If he is elected Mayor of Vancouver on Oct. 20, the target of an anonymous Facebook smear campaign says that he would strike a privacy task force to protect personal information and try to end anonymous campaigning.
NPA leader Ken Sim made the announcement Sept. 25 when he unveiled the party’s transparency and accountability platform.
“I’m extremely concerned, as I know you are, about the influence of anonymous advertising and secret money on our political process,” Sim said. “That’s why I will commission an independent, third party review of the current election financing and advertising rules, including the role of anonymous groups, with the goal of taking anonymous advertising out of Vancouver politics.”
A Facebook page called “Vancouver Deserves Better than Ken Sim” appeared Sept. 14 and made allegations against Sim, without providing any proof. The anonymous operator of the page did not respond to theBreaker. Facebook removed the page within two days, citing a breach of its spam policy. While the page was up, a former NPA board member suggested Yes Vancouver mayoral candidate Hector Bremner was responsible. Bremner, a city councillor whose NPA bid for the party’s mayoral nomination was rejected, did not respond to theBreaker. Among the questions for Bremner was whether he would condemn the approach taken by that particular Facebook page.
“I was warned about this before I decided to run for office,” Sim said. “I have a clean record and I’m not ashamed of anything I’ve done. There’s probably going to be more mudslinging but it’s not going to be coming from us. We’re going to run our campaign based on facts, if people sling mud and they make stuff up, we can’t stop them. Were going to focus on winning a campaign.”
The Globe and Mail reported that developer Peter Wall, who has previously backed the BC Liberals and Vision Vancouver with big donations, spent $85,000 through the Bennett Jones law firm on a secret billboard campaign promoting Bremner and his Yes Vancouver party. StarMetro reported that MNH Strategies was contracted to execute the campaign. The company’s principal is Micah Haince, who worked in the BC Liberal government caucus office under Bremner supporter Lorne Mayencourt. The B.C. phone number on the MNH website was no longer in service and a call to the Ottawa number and an email to the company was not returned. theBreaker wanted to know whether MNH was also involved in the anti-Sim Facebook page.
The controversy prompted rival Coalition Vancouver mayoral candidate Wai Young to call for a police investigation. Elections BC regulates paid advertising during the Sept. 22-Oct. 20 election period, and the Wall-funded campaign was gone before the official campaign period.
Sim said he is also concerned about complaints by NPA members who have received fundraising email from Bremner’s Yes Vancouver party without their consent. Several members have contacted theBreaker, believing there may be a breach of the B.C. Personal Information Privacy Act.
NPA campaign manager Wendy Hartley had previously told theBreaker that the party believes the only list Bremner may have accessed was the one for the 2017 by-election campaign. She said the party asked Bremner’s campaign manager in late May to cease and desist from using any NPA membership list information. Hartley said anyone who has concerns has been encouraged to complain to anti-spam authorities, such as the CRTC.
“They are not authorized to use any of this personal information,” Hartley said. “They advised us that they were only contacting people with whom they had a prior existing relationship.”

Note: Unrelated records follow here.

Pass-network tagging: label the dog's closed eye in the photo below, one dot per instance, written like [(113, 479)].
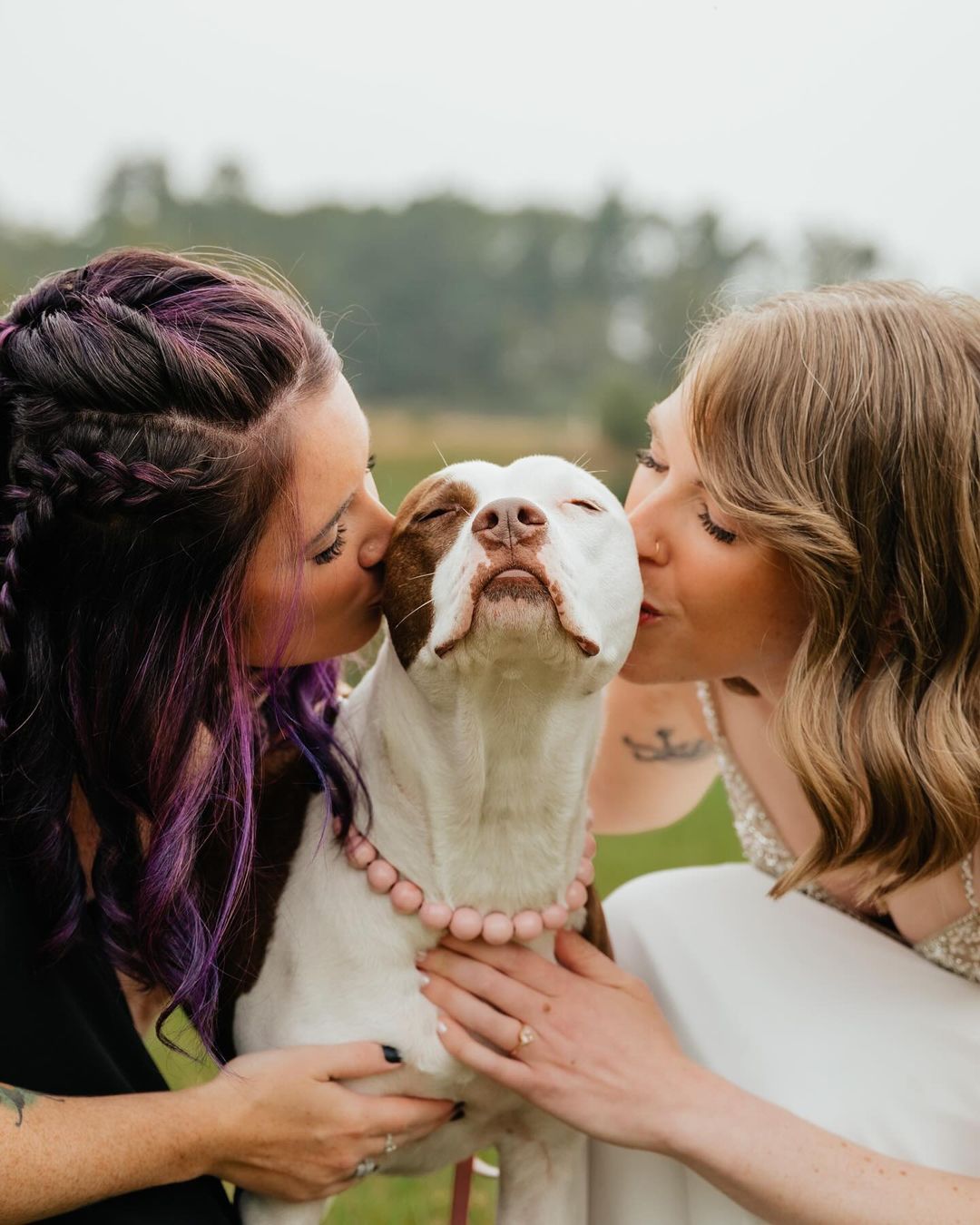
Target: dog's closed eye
[(437, 512)]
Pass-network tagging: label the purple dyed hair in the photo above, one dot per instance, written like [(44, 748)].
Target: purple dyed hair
[(143, 422)]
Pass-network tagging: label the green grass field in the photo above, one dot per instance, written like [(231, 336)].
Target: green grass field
[(407, 451)]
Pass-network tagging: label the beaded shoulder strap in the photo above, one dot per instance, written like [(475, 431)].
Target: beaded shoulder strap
[(970, 889), (707, 708)]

Nobody from Yes Vancouver has responded for comment.
“It’s very clear that there are other organizations breaching a bunch of rules and I don’t think that’s right,” Sim said. “People have a right to have their privacy protected. We can only carry ourselves accordingly, we can’t stop people from behaving badly. But we can point it out.”
Sim also said a majority NPA city council would establish a civic lobbyist registry and whistleblower protection, though details were not released. The announcement was timed for Right to Know Week. Sim said the NPA would also “end the process of an overly secretive city hall where reporters are unwelcome… by making transparency and disclosure the default response to all inquiries; exceptions will be made only when necessary, rather than at every possible turn.”
The NDP government has not enacted the promised Duty to Document law, which would ban the unauthorized deletion or destruction of government records. That means city hall records created under the outgoing Vision Vancouver regime since 2008 are in jeopardy of disappearing before a new mayor and council are elected.
“They have a duty to all Vancouverites not to do that, so stop destroying stuff if you are and follow the law,” said Sim, who has promised a full audit of city hall finances.
In a 2016 compliance audit, Information and Privacy Commissioner Elizabeth Denham found Vancouver city hall, under Vision Vancouver’s watch, routinely violated basic duties of the province’s freedom of information law and tended to discriminate against media requesters.
Mayor Gregor Robertson’s former chief of staff, Mike Magee, mass-deleted his email and used his consulting company’s email account to conduct civic business. Robertson was recently found by theBreaker to be using a Gmail account to conduct civic business, despite Denham’s warning to stop using private email accounts for public business.
When Robertson led Vision Vancouver to its first victory in 2008, he promised to restore transparency and accountability to city hall. “I will not let you down,” he said, in his first swearing-in speech.